Friday, August 29, 2014

Monopoly Grocery at Night

Baltimore City

Today I am thankful for advice from a close friend of mine.
This particular friend has some characteristics similar to my father...
the ability to deliver some tough love when needed,
that I have been missing since my father passed away.

One of the many things I loved about my dad is when I was feeling sorry for myself
he would kindly and gently hand out some tough love,
telling me that I am blessed despite whatever difficulty I was 
going through at the time.
He was always quick to remind me that many others have it worse,
that we all have issues we are going through,
and to focus on what is positive while self pity is only destructive.

For the past few days I have struggled, 
I have thrown myself my very own pity party,
complete with tears and whining...
focusing on what I can't do right now while my health is horrible.

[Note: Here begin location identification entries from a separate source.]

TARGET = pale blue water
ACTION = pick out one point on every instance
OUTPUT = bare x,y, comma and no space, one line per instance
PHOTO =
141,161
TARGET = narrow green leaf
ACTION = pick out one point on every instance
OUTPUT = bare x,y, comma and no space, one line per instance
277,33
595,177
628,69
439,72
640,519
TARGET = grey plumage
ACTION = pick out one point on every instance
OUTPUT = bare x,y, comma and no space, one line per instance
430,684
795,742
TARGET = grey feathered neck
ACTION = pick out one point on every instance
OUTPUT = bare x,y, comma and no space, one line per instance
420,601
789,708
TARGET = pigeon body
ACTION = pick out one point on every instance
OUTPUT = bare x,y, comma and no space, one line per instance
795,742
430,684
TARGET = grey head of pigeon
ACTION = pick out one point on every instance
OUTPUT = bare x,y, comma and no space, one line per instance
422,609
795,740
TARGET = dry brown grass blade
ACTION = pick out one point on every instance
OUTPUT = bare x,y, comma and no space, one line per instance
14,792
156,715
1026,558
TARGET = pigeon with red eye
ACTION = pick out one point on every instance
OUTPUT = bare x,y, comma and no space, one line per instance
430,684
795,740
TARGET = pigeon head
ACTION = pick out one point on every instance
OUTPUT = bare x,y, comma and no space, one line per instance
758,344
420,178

But when I talked with this friend, 
she didn't want to hear it.
She called me on my bullcrap and
told me she wanted to hear what I CAN do.
She told me I've had my 10 minutes of pity,
now get to it...make a list of what 3 things I will accomplish each day
and work toward accomplishing it,
even if it is just showering, making the bed, and one load of laundry.

Yep.
That is what I needed...
a swift kick in my sorry-for-myself butt.
So, from now on, I will list on my dry erase board 
three things each morning that I want to accomplish by the end of the day.
Refocusing the mind on what I CAN do instead of can't do
will be half the battle to healing.
The other half will come from giving myself the same grace and patience
that I often dish out to others but don't give to myself.
That, my friends, is a whole different story for another day.